The Abominable Snowman (1957)

I'm not sure quite what it is, but there's just something here that stops me from loving this movie as much as I think I should. I admire it, it's an intelligent and atmospheric piece, but I also think that it somehow should have created a much better framework around the ideas at its heart.

Written by Nigel Kneale, and directed by Val Guest, the movie can be described quite simply as "a quest in search of the Yeti" but that sells the thing short. What the film is really about is the quest for knowledge (best symbolised by the tenacity and good intentions of the character Dr. Rollason, played by the great Peter Cushing) working side by side with the quest for personal gain and profit (shown by Tom Friend, the character played by Forrest Tucker). Obviously, these two viewpoints are opposing ones, but the path through treacherous terrain is made slightly easier by teamwork.

The Abominable Snowman works very well in a number of areas - the cast are all generally excellent (as is par for the course when it comes to Peter Cushing), the atmosphere builds nicely in the last half hour or so, and the material is treated with intelligence and a serious tone.
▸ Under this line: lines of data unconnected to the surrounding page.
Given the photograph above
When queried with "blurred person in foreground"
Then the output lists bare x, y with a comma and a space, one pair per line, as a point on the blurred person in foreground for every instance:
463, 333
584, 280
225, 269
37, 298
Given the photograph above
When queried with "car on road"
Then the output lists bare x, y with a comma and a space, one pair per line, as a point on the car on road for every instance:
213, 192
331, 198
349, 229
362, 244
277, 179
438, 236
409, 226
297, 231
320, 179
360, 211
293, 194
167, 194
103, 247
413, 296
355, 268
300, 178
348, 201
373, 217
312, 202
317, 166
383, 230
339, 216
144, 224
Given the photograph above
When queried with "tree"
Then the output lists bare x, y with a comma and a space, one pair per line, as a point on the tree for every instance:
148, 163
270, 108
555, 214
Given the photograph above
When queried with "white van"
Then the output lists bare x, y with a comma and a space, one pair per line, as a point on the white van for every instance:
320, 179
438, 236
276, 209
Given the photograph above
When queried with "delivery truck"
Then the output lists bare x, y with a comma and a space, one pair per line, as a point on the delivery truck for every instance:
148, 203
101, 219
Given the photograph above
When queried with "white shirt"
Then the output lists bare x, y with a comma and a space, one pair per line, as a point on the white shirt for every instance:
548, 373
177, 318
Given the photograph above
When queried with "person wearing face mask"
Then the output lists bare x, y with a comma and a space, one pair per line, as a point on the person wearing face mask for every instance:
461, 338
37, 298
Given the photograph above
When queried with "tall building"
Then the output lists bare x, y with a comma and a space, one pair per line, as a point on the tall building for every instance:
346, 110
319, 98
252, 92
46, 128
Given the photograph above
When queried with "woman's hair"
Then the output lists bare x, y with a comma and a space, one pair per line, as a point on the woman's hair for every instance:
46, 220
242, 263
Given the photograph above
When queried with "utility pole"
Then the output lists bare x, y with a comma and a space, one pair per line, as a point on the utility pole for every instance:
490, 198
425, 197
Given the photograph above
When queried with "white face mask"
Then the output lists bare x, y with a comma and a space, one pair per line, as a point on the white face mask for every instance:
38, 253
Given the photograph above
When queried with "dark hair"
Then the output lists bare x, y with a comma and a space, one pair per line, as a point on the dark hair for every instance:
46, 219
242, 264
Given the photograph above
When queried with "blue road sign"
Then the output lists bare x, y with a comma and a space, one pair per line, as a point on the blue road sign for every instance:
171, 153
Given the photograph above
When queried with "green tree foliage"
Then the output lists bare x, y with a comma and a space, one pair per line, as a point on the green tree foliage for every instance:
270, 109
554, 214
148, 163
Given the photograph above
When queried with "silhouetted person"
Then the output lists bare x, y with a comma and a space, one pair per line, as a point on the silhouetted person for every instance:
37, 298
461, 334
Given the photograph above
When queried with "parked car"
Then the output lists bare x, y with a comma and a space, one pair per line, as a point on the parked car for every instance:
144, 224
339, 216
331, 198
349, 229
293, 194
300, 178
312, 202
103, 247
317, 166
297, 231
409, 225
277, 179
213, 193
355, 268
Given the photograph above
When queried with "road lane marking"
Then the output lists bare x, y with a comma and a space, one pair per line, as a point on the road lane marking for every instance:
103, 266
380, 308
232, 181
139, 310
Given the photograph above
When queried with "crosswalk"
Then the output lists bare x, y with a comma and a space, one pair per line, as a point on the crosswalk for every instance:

Sadly, there are other areas in which the film doesn't do half as well - a running strand of mysticism just doesn't feel right, and none of the scenes at a lamasery do anything much for the pacing and characterisations, except basic exposition.

Aside from the performances of Cushing and Tucker in the two main roles, Maureen Connell is also excellent as Helen, the plucky but concerned wife of Dr. Rollason, Richard Wattis is enjoyable as Peter Fox and Robert Brown has some fun as the thrill-loving Ed Shelley.

There's certainly enough here for fans of subtle, smart horror to enjoy, but I didn't rate this quite as highly as some other people, despite some fine, atmospheric moments that show the effect the weather and general conditions have on members of the expedition. Give it a viewing and make up your own mind, especially if you're a Peter Cushing fan like myself, because there are plenty of Hammer fans who rate this one quite a bit higher than I do.